O’Malley also hinted that a Clinton nomination is not a sure thing, possibly alluding to the 2008 primary, when she was also thought to have had it locked down.

“History is full of times when the inevitable frontrunner is inevitable right up until he or she is no longer inevitable,” he said.

Yet as Jesse Walker notes, not only did O’Malley not name Hillary, he demurred when pressed and spoke in generalities about the campaign. “This just isn’t the way an insurgent candidate talks,” Walker wrote.

Isn’t it? I’m not convinced this wasn’t O’Malley’s own timid, slightly goofy way of trying to dispel the notion that he’s the Mikhail Prokhorov of Clinton’s coronation. We’ll find out soon enough, I suppose, but I think the subject of O’Malley’s comment is telling.

There are two kinds of criticism of Hillary Clinton from her fellow Democrats. The first is issue-based, designed to portray Clinton as out of touch with the party’s true political identity. For example, Bernie Sanders, the Vermont socialist, may run in the Democratic primary as a way to trumpet the issue of inequality. “Today, in my view, the most serious problem we face as a nation is the grotesque and growing level of wealth and income inequality,” Sanders told the Brookings Institution last month. “This is a profound moral issue. It is an economic issue, and it is a political issue.”

Bernie Sanders, like most of the potential Democratic candidates, does not pose a serious threat to Hillary’s chances. But Clinton is simply not a credible advocate of the kind of economic-justice policies the far left would like to see. Not only is she too close to Wall Street for the redistributive left, but the entire raison d’être of her current career appears to be to massively increase the amount of money in politics, including from foreign (and deeply illiberal) sources. Hillary’s fine with Sanders’s candidacy, because she’ll always look like a more serious Democrat when running against an actual socialist.

There is, as we’re reminded endlessly, a more threatening version of a populist candidacy: that of Elizabeth Warren, who could actually beat Hillary. But Warren does not seem any closer to actually running today than she was yesterday or the day before, so the smart money’s on Hillary avoiding this particular trap.

Another issue-based critique of Hillary from the left will be her hawkishness. Clinton is a liberal interventionist, a proponent of the kind of light-footprint military intervention we saw in Libya. She is also more open to humanitarian missions than Barack Obama is, and she knows she’s somewhat vulnerable on matters of war and peace because that’s precisely the contrast Obama was able to draw in 2008.

But she wouldn’t be running against Obama. She might be running instead against former Virginia Senator Jim Webb. When he announced his exploratory committee, he said the U.S. must “redefine and strengthen our national security obligations, while at the same time reducing ill-considered foreign ventures.” It’s the sort of broad platitude he repeats from time to time, and it won’t harm Hillary.

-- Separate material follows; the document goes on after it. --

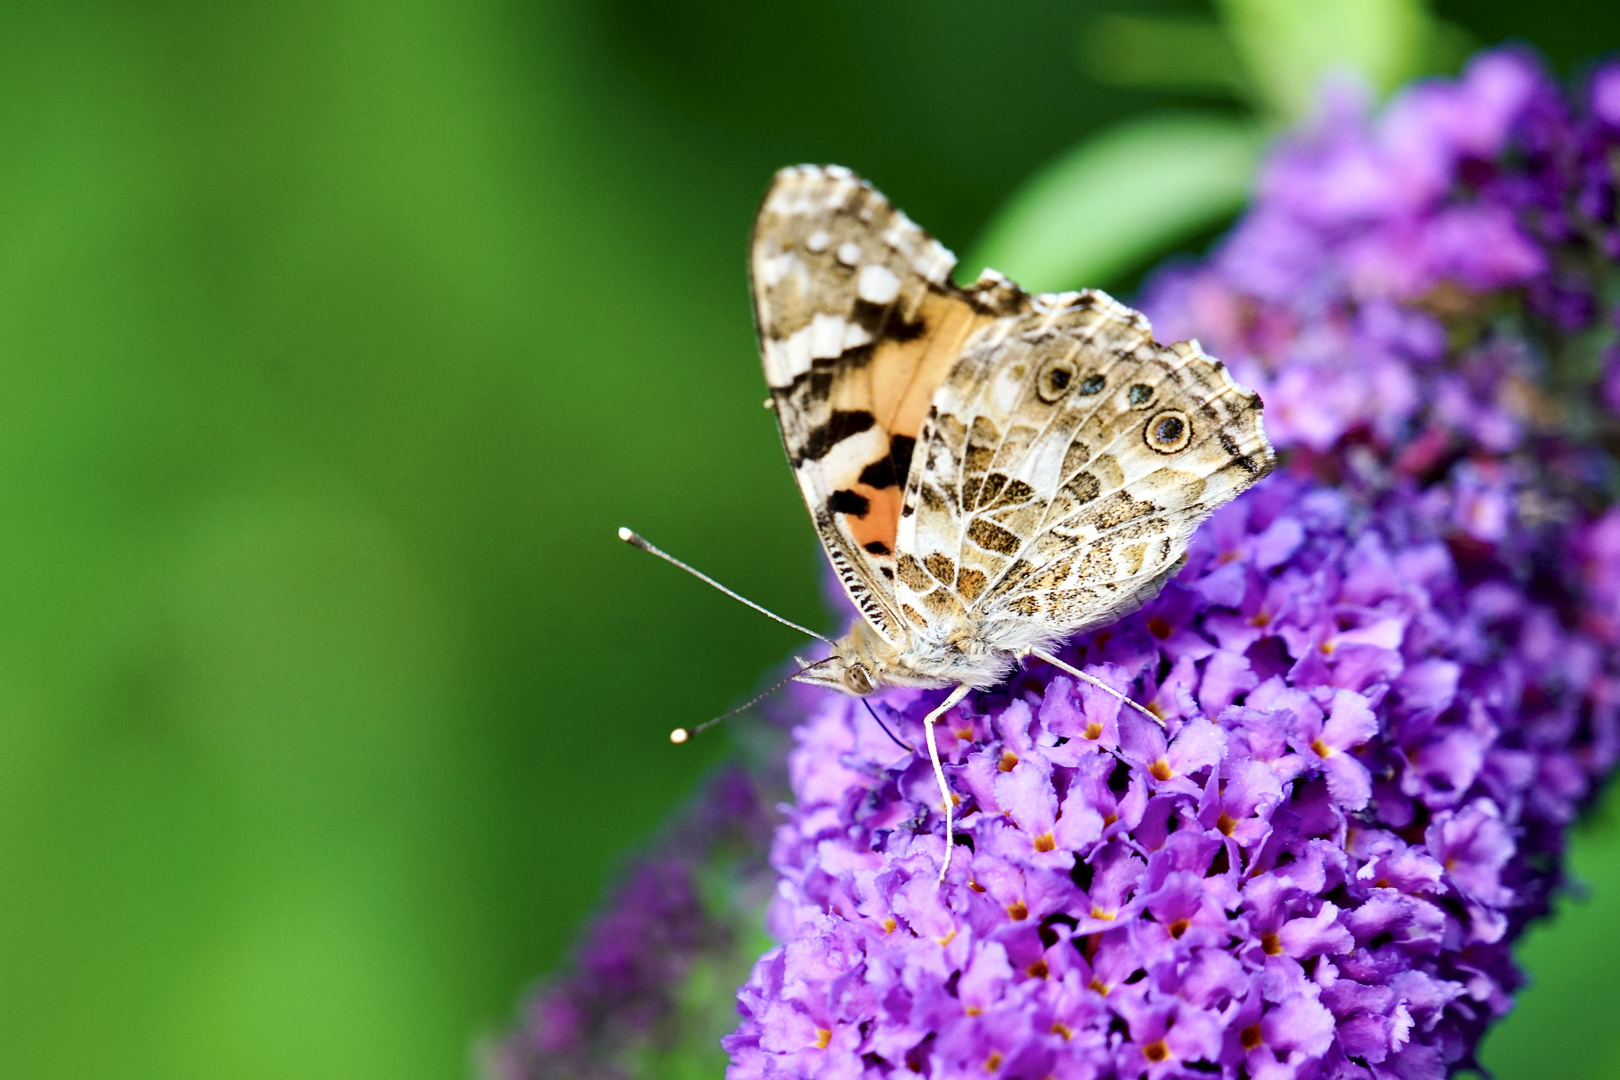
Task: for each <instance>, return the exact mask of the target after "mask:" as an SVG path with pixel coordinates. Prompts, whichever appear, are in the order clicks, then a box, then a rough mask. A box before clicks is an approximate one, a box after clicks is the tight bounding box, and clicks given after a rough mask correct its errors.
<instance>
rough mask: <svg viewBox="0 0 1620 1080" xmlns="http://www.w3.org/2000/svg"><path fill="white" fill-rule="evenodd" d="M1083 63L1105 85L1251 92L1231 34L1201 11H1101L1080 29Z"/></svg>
mask: <svg viewBox="0 0 1620 1080" xmlns="http://www.w3.org/2000/svg"><path fill="white" fill-rule="evenodd" d="M1079 49H1081V66H1084V68H1085V71H1087V73H1089V74H1090V76H1092V78H1093V79H1097V81H1098V83H1103V84H1106V86H1129V87H1142V89H1162V91H1179V92H1191V94H1217V96H1223V97H1247V96H1249V83H1247V78H1246V74H1244V66H1243V63H1241V62H1239V58H1238V53H1236V52H1234V50H1233V47H1231V39H1230V37H1228V36H1226V31H1225V29H1223V28H1221V26H1220V23H1217V21H1215V19H1212V18H1209V16H1202V15H1134V13H1132V15H1126V13H1119V11H1115V13H1103V15H1098V16H1097V18H1095V19H1092V21H1090V23H1089V24H1087V26H1085V29H1084V31H1082V34H1081V42H1079Z"/></svg>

Even Webb’s supporters are (for the most part) realistic about this. “Jim Webb, I acknowledge, is probably not going to become our next president,” wrote the Nation’s William Greider. “But he has the possibility of becoming a pivotal messenger.” And Hillary’s just fine with that: any candidate who makes her look more like a centrist without actually threatening her chances to win the nomination, and therefore doesn’t force her to her left during the primaries, is more of a help than a hindrance anyway.

But there’s a second kind of Clinton critique: one that has less to do with policy and more about character. And this one can potentially hurt Hillary even coming from someone who won’t defeat her in the primaries. That’s because the kinds of stories that stick are ones that conform to a preexisting narrative, unfair as it often is. Hillary is nearing the end of her career, which means her public persona is close to set in stone–no matter how many different ways she programs herself to laugh.

Had O’Malley kept his criticism to economic policy or even climate change, it would have been unexceptional. But pointing out Hillary’s sense of personal entitlement and her family’s stature as American royalty risks reminding even some Democrats that they don’t really like the idea of Hillary’s candidacy as much as they’d like to, even if they like her personally.

So is the key takeaway from O’Malley’s comments that he refused to use Hillary’s name–or that he didn’t have to? It’s a distinction that may tell us more about whether he’s really willing to take on the Clintons, or merely aiming to share in the spoils of what he hopes is her eventual victory.